Twenty thousand mammals gather in a climate-controlled box and the first thing I want to know is the wattage.
Consider the fursuits. Each one is a person, roughly a hundred watts of resting metabolic heat, now sealed inside foam and synthetic pile with the thermal conductivity of a winter sleeping bag. A human body dumps waste heat through evaporation off the skin, but here the skin is wrapped in polyester, and polyester does not sweat.
So the wearer becomes a small furnace with the doors welded shut. Their core temperature climbs; blood rushes to the surface to shed a heat that has nowhere to go. This is why they carry the little battery fans. Those fans are not comfort.
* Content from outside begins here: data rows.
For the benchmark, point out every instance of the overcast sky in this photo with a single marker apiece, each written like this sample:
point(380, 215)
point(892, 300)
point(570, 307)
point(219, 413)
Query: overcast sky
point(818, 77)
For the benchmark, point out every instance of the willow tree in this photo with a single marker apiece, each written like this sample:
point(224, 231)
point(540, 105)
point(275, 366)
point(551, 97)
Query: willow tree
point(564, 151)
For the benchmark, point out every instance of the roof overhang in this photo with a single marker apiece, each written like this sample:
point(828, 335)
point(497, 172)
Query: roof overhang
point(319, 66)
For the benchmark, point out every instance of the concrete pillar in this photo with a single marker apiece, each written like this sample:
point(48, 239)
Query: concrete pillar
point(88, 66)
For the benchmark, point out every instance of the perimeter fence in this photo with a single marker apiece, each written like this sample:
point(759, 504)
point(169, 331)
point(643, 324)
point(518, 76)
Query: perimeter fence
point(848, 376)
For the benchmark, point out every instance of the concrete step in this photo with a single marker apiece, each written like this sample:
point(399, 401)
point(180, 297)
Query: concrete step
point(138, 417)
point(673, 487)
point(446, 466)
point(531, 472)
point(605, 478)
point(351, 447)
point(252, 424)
They are a survival strategy against the second law of thermodynamics, which insists that all that muscular chemistry must end as warmth spilling into the room, and the room, obligingly, warms.
Now widen the view. Every one of those twenty thousand hundred-watt bodies is running on glucose, and every glucose molecule was assembled by a plant splitting water and stitching carbon using photons that left the surface of the Sun eight minutes before landing on a leaf. The dancing in the atrium, the fur, the fans, the whole shimmering heat-haze of the ballroom: all of it is sunlight, caught, chemically shelved, and released again on a schedule of the crowd's own choosing.
And the acrylic pile of the suits, the foam, the plastic fan blades, the polyester paws, nearly every atom of it is carbon that spent a hundred million years as the crushed bodies of ancient marine plankton, dug up and re-spun into the shape of a cartoon wolf.
So a fox costume dances in a hotel ballroom, and it is fossilized ocean, warmed by a star, briefly wearing a face.